Путь в земли новгородские был неблизок. Не одну сотню вёрст за четыре ночи оставили позади порядком уставшие лошади, не единожды кто-то хотел воротиться домой, забыв о возможной войне, но ни разу никто ни единым словом не высказал своего желания бросить всё. Димитрий, который впервые оказался в такой дали от дома, боялся лишь одного – что обернётся битва поражением, что не оправдается клятва полочан защитить родной город.

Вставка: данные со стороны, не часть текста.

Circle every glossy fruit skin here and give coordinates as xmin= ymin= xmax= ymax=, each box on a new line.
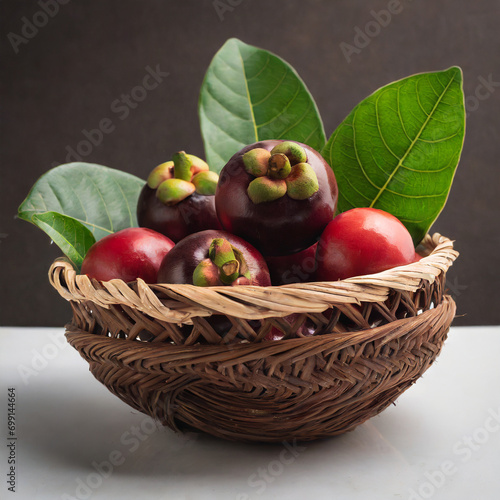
xmin=158 ymin=229 xmax=271 ymax=286
xmin=81 ymin=227 xmax=174 ymax=283
xmin=265 ymin=243 xmax=318 ymax=286
xmin=137 ymin=184 xmax=222 ymax=242
xmin=215 ymin=140 xmax=338 ymax=256
xmin=316 ymin=208 xmax=415 ymax=281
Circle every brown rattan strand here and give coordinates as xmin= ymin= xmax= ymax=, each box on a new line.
xmin=67 ymin=296 xmax=455 ymax=442
xmin=50 ymin=234 xmax=458 ymax=441
xmin=49 ymin=233 xmax=458 ymax=323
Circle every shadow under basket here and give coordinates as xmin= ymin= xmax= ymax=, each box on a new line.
xmin=49 ymin=233 xmax=458 ymax=442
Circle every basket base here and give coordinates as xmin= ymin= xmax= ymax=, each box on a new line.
xmin=66 ymin=296 xmax=455 ymax=442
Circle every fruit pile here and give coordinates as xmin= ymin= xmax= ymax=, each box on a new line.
xmin=18 ymin=39 xmax=465 ymax=339
xmin=81 ymin=140 xmax=418 ymax=292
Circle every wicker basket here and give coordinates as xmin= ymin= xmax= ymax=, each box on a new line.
xmin=50 ymin=230 xmax=458 ymax=441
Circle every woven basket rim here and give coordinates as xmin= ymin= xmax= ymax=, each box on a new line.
xmin=49 ymin=233 xmax=458 ymax=323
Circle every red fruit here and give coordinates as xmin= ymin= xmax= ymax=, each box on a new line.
xmin=158 ymin=229 xmax=271 ymax=286
xmin=81 ymin=227 xmax=174 ymax=283
xmin=215 ymin=140 xmax=337 ymax=256
xmin=266 ymin=243 xmax=318 ymax=286
xmin=316 ymin=208 xmax=415 ymax=281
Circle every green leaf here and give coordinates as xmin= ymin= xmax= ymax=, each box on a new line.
xmin=198 ymin=38 xmax=325 ymax=172
xmin=32 ymin=212 xmax=95 ymax=271
xmin=322 ymin=67 xmax=465 ymax=244
xmin=18 ymin=163 xmax=145 ymax=243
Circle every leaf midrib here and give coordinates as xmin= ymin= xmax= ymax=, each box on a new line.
xmin=364 ymin=75 xmax=455 ymax=208
xmin=237 ymin=47 xmax=259 ymax=142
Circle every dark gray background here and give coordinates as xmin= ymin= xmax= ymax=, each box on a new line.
xmin=0 ymin=0 xmax=500 ymax=326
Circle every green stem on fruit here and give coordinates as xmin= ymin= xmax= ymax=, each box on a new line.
xmin=172 ymin=151 xmax=192 ymax=182
xmin=156 ymin=179 xmax=195 ymax=207
xmin=267 ymin=153 xmax=292 ymax=179
xmin=193 ymin=259 xmax=222 ymax=286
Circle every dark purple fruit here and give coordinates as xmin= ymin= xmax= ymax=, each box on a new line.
xmin=158 ymin=230 xmax=271 ymax=286
xmin=215 ymin=140 xmax=338 ymax=256
xmin=137 ymin=151 xmax=222 ymax=242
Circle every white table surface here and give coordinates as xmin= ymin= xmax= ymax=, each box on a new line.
xmin=0 ymin=327 xmax=500 ymax=500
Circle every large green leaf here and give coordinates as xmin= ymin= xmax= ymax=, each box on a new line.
xmin=322 ymin=67 xmax=465 ymax=243
xmin=18 ymin=163 xmax=145 ymax=243
xmin=198 ymin=38 xmax=325 ymax=172
xmin=31 ymin=212 xmax=95 ymax=270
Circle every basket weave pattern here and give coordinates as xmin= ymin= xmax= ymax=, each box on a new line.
xmin=49 ymin=234 xmax=458 ymax=441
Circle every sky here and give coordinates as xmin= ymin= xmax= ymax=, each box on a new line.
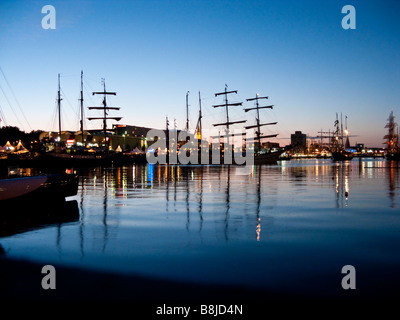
xmin=0 ymin=0 xmax=400 ymax=147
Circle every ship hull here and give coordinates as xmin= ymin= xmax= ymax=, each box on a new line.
xmin=332 ymin=151 xmax=354 ymax=161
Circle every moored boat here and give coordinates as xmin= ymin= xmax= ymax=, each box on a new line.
xmin=0 ymin=174 xmax=79 ymax=205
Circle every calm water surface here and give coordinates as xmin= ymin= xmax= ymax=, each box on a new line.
xmin=0 ymin=159 xmax=400 ymax=292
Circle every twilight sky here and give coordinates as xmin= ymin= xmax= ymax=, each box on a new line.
xmin=0 ymin=0 xmax=400 ymax=147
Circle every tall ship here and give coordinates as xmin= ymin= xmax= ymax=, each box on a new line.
xmin=383 ymin=110 xmax=400 ymax=160
xmin=331 ymin=113 xmax=354 ymax=161
xmin=244 ymin=93 xmax=290 ymax=164
xmin=41 ymin=71 xmax=122 ymax=166
xmin=209 ymin=85 xmax=291 ymax=164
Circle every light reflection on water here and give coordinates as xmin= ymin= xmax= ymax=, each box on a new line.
xmin=0 ymin=159 xmax=400 ymax=290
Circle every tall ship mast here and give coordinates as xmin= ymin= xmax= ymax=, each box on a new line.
xmin=213 ymin=85 xmax=247 ymax=146
xmin=244 ymin=93 xmax=278 ymax=152
xmin=57 ymin=74 xmax=62 ymax=142
xmin=88 ymin=79 xmax=122 ymax=152
xmin=383 ymin=110 xmax=400 ymax=160
xmin=331 ymin=113 xmax=354 ymax=161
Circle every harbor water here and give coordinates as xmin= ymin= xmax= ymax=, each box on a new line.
xmin=0 ymin=158 xmax=400 ymax=297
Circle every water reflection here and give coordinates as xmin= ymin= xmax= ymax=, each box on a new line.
xmin=1 ymin=159 xmax=400 ymax=294
xmin=0 ymin=200 xmax=79 ymax=240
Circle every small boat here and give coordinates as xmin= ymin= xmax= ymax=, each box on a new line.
xmin=0 ymin=174 xmax=79 ymax=205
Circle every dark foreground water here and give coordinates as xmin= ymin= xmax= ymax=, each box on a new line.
xmin=0 ymin=159 xmax=400 ymax=297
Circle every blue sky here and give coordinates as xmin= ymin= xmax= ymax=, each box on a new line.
xmin=0 ymin=0 xmax=400 ymax=146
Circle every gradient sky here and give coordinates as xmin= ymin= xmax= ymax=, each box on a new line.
xmin=0 ymin=0 xmax=400 ymax=147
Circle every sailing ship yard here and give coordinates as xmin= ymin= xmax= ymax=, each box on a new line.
xmin=0 ymin=0 xmax=400 ymax=312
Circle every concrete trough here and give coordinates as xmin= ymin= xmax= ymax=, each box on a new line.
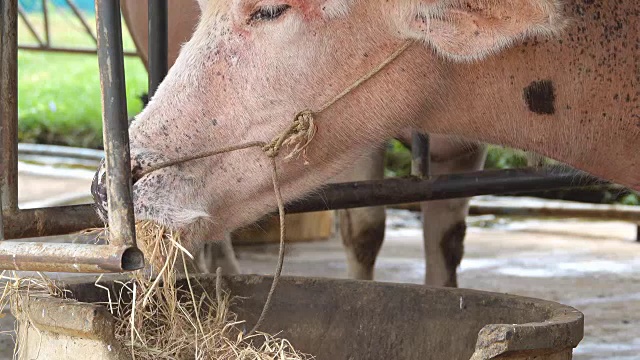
xmin=12 ymin=275 xmax=584 ymax=360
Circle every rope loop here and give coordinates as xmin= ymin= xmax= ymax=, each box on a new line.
xmin=262 ymin=110 xmax=318 ymax=165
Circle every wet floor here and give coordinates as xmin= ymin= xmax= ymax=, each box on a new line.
xmin=0 ymin=169 xmax=640 ymax=360
xmin=238 ymin=211 xmax=640 ymax=360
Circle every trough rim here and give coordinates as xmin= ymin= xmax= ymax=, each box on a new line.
xmin=12 ymin=274 xmax=584 ymax=360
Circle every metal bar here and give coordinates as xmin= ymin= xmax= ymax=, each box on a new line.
xmin=0 ymin=0 xmax=18 ymax=212
xmin=19 ymin=44 xmax=139 ymax=57
xmin=42 ymin=0 xmax=51 ymax=46
xmin=0 ymin=174 xmax=4 ymax=241
xmin=411 ymin=131 xmax=431 ymax=177
xmin=149 ymin=0 xmax=169 ymax=99
xmin=18 ymin=143 xmax=104 ymax=162
xmin=4 ymin=205 xmax=104 ymax=239
xmin=0 ymin=241 xmax=144 ymax=273
xmin=18 ymin=5 xmax=44 ymax=46
xmin=96 ymin=0 xmax=136 ymax=246
xmin=286 ymin=169 xmax=603 ymax=213
xmin=0 ymin=169 xmax=598 ymax=239
xmin=469 ymin=204 xmax=640 ymax=221
xmin=66 ymin=0 xmax=98 ymax=45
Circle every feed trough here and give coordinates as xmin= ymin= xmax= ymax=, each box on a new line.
xmin=12 ymin=275 xmax=584 ymax=360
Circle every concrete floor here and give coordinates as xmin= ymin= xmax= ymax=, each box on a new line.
xmin=0 ymin=174 xmax=640 ymax=360
xmin=231 ymin=212 xmax=640 ymax=360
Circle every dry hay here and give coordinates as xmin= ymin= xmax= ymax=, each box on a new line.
xmin=0 ymin=222 xmax=313 ymax=360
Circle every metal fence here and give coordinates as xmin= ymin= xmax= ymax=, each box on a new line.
xmin=0 ymin=0 xmax=636 ymax=273
xmin=18 ymin=0 xmax=138 ymax=56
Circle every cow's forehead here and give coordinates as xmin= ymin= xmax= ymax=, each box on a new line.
xmin=199 ymin=0 xmax=356 ymax=18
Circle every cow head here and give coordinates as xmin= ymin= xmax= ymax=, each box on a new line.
xmin=91 ymin=0 xmax=563 ymax=253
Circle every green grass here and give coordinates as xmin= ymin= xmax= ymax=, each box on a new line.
xmin=18 ymin=9 xmax=147 ymax=148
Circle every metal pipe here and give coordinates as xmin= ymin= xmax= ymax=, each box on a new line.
xmin=18 ymin=5 xmax=44 ymax=46
xmin=18 ymin=45 xmax=139 ymax=57
xmin=66 ymin=0 xmax=98 ymax=44
xmin=0 ymin=180 xmax=4 ymax=241
xmin=96 ymin=0 xmax=136 ymax=246
xmin=411 ymin=131 xmax=431 ymax=178
xmin=149 ymin=0 xmax=169 ymax=99
xmin=0 ymin=241 xmax=144 ymax=273
xmin=0 ymin=0 xmax=18 ymax=212
xmin=4 ymin=205 xmax=104 ymax=239
xmin=42 ymin=0 xmax=51 ymax=46
xmin=286 ymin=169 xmax=603 ymax=213
xmin=5 ymin=169 xmax=601 ymax=239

Дело близилось к ночи. Когда совсем стемнело, на берегу реки сделали остановку. В необитаемом месте посреди степи, куда почти не ступала нога человека, где только копыта лошадей кочевников волновали дикие травы, вспыхнула жизнь, хоть и временная. То тут, то там золотистыми снопами запылали костры, на скорую руку были сооружены навесы, вокруг на расстоянии нескольких десятков метров расставлены караульные. Через какое-то время ничто не нарушало ночной тишины: лагерь погрузился в сон. Где-то в траве стрекотали сверчки, одиноко кричала ночная горлица, несколько раз тяжело ухнула сова.